Let’s continue our survey of Messier objects. Here is some basic info if you’re just reading here for the first time.
I like when astronomical objects are given real names rather than numbers. The craters of Mercury named for artists and writers. The moons of Uranus for Shakespearean characters. In Messier 11, some see a flock of flying ducks. Well, I see the stars. Do you see the birds?
image credit: By ESO – http://www.eso.org/public/images/eso1430a/, CC BY 4.0, https://commons.wikimedia.org/w/index.php?curid=35836207
This isn’t a globular cluster, one of those tightly bound groups that orbit well outside the disk of the Milky Way. This is an open cluster, like M6 and M7. Not as old though–the age estimate is a bit more than 300 million years, about as long as reptiles have crawled on the Earth. But before the dinosaurs. It’s still fairly compact but in subsequent billions of years, these stars will begin to drift apart.
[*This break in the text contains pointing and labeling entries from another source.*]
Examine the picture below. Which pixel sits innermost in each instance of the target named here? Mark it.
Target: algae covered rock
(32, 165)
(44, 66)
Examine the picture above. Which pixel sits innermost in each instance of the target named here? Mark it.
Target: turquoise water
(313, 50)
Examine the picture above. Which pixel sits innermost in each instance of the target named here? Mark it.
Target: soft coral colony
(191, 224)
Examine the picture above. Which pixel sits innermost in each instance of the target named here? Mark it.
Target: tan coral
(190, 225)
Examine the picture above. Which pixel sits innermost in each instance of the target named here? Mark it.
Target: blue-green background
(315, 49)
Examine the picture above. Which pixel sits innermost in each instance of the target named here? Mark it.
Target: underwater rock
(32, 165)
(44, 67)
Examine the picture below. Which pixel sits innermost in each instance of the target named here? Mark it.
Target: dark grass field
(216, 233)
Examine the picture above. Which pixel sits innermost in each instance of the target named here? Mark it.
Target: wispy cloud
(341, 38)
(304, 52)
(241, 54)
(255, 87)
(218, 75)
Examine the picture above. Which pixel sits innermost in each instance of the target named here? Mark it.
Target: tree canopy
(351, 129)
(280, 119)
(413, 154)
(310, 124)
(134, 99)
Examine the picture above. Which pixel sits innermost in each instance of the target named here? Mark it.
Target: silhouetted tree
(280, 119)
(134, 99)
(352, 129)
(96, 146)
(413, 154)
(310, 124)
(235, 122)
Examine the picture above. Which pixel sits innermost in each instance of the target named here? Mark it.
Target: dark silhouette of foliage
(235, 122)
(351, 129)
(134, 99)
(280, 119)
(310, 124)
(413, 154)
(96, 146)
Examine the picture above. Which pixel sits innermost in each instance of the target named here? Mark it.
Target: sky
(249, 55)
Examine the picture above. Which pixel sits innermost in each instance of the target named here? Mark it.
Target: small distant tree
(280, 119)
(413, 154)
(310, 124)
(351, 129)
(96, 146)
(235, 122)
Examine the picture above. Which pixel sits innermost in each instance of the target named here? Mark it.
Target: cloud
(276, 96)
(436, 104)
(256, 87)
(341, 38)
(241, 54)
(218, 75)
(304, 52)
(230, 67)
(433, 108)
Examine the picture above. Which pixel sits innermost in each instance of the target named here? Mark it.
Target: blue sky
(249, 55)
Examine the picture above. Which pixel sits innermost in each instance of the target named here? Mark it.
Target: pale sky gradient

There’s no exact count of the number of stars, but based on calculations of gravity and light production, the Wild Duck is massive. If our sun were a duck, the combined mass of M11 stars would be three or four adult elephants in comparison.
Would you be amazed that from six-thousand light years away, scientists can tell the original gas cloud that birthed this cluster might have been contaminated by a nearby supernova? The suspicious substance? Carbon. As in graphite or diamond.
I still don’t see a bird, but I like the name.